JAKARTA - Ketua Umum Asosiasi Pengusaha Indonesia (Apindo) Hariyadi Sukamdani menilai kebijakan pemindahan Ibu Kota dari Jakarta ke luar Pulau Jawa harus memiliki payung hukum yang kuat. Sebab, pemindahan Ibu Kota tak bisa rampung hanya dalam hitungan 5 tahun, di mana siklus pemerintahan juga akan berganti.

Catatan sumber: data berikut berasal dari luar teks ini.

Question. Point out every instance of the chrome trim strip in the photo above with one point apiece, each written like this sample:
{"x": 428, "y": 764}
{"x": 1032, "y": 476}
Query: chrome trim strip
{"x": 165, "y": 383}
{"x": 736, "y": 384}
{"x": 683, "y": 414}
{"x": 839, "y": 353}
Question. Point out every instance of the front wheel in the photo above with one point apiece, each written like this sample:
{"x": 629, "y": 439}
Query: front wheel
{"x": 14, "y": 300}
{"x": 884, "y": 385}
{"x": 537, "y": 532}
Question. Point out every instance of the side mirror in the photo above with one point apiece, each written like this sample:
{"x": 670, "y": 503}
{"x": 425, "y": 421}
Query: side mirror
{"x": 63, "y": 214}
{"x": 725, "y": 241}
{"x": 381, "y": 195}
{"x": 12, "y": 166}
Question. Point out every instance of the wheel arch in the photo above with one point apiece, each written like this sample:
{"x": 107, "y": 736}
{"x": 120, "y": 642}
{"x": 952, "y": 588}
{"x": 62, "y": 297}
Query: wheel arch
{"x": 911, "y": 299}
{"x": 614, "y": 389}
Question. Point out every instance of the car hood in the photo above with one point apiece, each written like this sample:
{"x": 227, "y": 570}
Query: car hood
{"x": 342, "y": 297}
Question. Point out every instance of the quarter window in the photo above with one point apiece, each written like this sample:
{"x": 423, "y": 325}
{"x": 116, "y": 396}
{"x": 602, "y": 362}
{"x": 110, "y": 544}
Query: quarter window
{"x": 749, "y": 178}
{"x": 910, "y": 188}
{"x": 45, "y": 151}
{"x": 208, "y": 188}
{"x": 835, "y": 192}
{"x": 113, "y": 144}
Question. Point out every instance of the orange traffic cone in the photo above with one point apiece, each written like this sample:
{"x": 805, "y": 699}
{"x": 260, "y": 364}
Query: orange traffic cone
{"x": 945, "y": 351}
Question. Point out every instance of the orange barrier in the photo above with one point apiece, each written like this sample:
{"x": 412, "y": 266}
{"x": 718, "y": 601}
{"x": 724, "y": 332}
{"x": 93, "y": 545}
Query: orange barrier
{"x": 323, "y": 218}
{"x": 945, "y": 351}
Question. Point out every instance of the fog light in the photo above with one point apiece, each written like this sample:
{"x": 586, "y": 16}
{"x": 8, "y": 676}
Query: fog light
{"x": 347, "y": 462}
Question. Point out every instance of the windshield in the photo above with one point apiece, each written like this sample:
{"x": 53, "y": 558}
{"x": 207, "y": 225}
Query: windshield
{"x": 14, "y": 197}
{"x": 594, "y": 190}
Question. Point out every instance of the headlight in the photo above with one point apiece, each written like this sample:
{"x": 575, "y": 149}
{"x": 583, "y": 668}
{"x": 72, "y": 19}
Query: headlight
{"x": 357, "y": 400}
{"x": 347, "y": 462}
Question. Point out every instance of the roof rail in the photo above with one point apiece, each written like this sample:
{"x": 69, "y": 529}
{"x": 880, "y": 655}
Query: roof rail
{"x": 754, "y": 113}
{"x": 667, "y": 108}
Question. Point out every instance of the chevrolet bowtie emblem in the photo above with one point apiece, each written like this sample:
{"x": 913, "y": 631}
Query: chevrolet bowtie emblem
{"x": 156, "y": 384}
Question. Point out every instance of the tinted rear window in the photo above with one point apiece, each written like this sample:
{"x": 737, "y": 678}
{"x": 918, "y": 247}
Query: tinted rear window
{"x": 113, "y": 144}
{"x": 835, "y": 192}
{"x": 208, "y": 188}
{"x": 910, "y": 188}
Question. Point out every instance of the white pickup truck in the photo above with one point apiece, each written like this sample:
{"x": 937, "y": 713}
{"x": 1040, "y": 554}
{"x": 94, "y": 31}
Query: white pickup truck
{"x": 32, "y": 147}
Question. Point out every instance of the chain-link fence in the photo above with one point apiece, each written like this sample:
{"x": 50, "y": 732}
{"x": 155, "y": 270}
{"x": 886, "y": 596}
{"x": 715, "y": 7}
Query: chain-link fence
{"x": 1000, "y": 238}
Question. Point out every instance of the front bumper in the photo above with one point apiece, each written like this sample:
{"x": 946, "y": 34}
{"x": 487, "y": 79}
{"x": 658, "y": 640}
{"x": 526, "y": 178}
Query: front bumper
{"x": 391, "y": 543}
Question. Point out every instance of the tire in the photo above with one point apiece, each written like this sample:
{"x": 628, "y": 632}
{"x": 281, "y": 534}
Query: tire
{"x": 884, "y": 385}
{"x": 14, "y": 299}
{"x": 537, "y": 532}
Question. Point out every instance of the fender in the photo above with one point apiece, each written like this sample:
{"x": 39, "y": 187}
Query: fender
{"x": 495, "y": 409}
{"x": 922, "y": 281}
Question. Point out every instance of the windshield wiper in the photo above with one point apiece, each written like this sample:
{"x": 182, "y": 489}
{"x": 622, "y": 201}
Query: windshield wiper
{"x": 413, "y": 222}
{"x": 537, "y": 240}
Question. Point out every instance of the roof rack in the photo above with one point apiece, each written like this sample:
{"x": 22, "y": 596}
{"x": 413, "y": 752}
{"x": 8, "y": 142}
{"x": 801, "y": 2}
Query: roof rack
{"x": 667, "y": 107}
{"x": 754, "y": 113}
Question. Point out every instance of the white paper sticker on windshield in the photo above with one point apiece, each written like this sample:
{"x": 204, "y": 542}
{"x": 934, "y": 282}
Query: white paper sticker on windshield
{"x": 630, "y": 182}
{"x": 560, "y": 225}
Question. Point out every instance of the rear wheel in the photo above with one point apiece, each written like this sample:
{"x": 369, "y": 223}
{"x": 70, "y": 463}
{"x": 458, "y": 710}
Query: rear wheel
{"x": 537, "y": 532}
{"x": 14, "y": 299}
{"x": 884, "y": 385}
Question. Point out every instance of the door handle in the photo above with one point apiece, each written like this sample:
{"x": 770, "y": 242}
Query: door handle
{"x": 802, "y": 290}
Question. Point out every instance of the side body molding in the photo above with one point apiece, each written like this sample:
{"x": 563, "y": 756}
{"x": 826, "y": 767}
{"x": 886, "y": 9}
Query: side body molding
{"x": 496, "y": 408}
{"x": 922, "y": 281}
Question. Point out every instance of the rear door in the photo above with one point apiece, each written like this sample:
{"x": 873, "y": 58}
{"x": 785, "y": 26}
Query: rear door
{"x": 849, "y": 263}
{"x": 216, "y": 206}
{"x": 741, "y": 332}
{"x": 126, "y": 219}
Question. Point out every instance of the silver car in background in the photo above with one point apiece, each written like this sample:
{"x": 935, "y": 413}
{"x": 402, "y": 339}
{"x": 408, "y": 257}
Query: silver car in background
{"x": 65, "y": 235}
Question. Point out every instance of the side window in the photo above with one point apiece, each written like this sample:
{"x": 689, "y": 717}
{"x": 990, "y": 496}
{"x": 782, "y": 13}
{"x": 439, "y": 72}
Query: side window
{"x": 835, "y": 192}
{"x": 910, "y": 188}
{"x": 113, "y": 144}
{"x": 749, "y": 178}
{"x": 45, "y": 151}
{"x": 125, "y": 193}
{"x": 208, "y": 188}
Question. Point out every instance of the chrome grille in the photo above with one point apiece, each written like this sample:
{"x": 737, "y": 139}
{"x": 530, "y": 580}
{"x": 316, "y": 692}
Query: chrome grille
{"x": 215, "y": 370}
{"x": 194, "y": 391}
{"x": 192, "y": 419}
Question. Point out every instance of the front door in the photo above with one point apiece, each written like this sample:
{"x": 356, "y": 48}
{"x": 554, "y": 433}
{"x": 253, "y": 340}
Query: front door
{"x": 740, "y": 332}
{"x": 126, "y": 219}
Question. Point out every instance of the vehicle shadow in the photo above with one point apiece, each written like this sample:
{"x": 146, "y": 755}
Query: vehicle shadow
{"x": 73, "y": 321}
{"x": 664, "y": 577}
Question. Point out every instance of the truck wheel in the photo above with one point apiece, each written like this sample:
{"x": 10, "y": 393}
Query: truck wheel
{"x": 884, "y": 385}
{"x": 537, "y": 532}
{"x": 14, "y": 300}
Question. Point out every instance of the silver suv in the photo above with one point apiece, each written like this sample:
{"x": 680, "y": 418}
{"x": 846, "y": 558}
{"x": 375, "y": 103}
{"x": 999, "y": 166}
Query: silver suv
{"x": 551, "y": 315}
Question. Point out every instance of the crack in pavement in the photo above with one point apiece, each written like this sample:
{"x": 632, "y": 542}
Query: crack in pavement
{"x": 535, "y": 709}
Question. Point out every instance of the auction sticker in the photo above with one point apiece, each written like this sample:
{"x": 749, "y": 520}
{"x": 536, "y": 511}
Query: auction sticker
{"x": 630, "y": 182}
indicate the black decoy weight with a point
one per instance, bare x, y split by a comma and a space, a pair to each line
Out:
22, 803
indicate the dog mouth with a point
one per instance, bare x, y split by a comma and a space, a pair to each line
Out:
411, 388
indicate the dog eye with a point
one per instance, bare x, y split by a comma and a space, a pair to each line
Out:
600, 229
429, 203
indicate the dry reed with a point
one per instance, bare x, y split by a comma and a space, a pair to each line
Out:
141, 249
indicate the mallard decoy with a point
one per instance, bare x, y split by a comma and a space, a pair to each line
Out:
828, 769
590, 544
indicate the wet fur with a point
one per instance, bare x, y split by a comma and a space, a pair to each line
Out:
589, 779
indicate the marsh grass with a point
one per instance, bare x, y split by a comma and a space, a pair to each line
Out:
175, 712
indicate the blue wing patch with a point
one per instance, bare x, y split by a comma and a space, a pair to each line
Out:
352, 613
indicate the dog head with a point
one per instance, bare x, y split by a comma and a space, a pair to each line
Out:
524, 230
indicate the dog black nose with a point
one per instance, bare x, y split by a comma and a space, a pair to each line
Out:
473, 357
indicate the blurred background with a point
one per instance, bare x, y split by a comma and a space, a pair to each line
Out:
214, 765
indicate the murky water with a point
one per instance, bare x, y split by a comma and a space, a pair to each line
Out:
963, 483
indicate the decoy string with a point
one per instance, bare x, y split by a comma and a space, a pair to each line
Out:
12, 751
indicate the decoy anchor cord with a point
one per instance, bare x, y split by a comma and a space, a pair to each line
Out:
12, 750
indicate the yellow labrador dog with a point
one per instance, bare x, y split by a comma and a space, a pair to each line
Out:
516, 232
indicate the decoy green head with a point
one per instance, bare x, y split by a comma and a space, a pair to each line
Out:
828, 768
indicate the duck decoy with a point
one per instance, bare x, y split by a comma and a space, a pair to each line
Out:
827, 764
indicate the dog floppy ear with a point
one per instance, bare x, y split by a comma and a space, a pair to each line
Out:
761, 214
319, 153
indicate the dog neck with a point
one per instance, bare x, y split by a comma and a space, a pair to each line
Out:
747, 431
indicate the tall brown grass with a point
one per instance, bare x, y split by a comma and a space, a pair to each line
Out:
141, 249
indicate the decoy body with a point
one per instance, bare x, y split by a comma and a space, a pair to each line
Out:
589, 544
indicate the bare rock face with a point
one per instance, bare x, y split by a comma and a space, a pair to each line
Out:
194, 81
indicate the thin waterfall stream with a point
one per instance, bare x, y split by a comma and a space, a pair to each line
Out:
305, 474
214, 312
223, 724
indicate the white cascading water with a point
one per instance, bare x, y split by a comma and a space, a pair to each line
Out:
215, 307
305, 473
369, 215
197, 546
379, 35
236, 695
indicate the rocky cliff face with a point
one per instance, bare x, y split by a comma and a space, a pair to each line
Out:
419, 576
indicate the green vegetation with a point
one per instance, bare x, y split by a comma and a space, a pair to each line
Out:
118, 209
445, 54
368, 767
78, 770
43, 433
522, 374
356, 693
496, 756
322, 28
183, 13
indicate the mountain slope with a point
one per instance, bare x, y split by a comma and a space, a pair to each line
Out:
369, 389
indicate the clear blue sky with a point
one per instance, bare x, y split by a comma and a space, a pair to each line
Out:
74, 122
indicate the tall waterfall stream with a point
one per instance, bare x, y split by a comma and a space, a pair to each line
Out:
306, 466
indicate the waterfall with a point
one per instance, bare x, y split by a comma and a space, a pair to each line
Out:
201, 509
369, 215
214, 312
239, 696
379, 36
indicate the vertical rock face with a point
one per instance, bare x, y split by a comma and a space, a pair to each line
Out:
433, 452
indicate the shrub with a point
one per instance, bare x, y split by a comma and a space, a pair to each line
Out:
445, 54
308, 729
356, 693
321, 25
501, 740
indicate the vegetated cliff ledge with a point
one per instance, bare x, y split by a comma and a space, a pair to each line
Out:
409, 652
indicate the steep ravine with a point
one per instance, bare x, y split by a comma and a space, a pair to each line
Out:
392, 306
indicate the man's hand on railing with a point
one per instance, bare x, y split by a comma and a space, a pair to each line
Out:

"Masalah pemindahan Ibu Kota itu ide yang bagus untuk membuat daerah pertumbuhan baru. Tapi harus diingat, sifat pemindahan Ibu Kota itu jangka panjang, karena memerlukan persiapan tata ruang, dana, wilayahnya dan sebagainya. Tidak mungkin selesai dalam waktu lima tahun," ujarnya ditemui di Gedung Bank Indonesia, Jakarta, Jumat (3/5/2019).
Baca Juga: Ibu Kota Pindah, Menko Luhut: Ya Serius!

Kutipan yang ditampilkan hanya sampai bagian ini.